Op-Art (a contraction of optical art) originally came from the Bauhaus period and “stressed the relationship of form and function within a framework of analysis and rationality. Students were taught to focus on the overall design, or entire composition, in order to present unified works” (Wikipedia).  Op Art really came into its own in the 1960s, first with black and white paintings in geometric forms and/or lines, and then later in the 1960s colour theory and contrasts began to be used by artists such as Bridget Riley and Victor Vasarely.  The stark images created in black and white are very dynamic and create a volatile relationship which, after a while, make your eyes hurt by looking at the strong contrasts.

By introducing colour, artists used the same premise, but enhanced their paintings using strong contrasts which have a different effect on the eye and create a more three-dimensional image.  The effect of equiluminance is used which can make an image seem to vibrate by using two contrasting colours which are the same tone.

In “2170 VP-106, 1969”, Victor Vasarely uses sphere shape to distort the basic grid pattern of the background.  By using just two colours here, and lightening the tone of the blue towards the centre of the sphere, it appears to be as if a huge bubble is trying to burst from the canvas, and the centre of the bubble appears to be moving towards you.

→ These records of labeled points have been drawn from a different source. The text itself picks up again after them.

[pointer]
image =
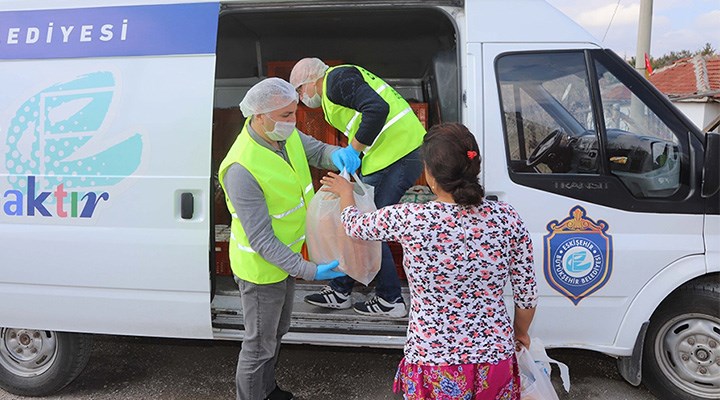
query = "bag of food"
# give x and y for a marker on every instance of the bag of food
(326, 239)
(535, 371)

In “Untitled”, he again uses sphere pushing out of the canvas, but this time in complementary red and green, using the tonal range of the colour and the size of the square grid to create a very three-dimensional effect.  There are no dimensions to this piece on Bridgeman Education but I imagine that, if it was big enough and you stood in the front of the canvas with your eyeline at the centre it would feel as if you were falling forwards!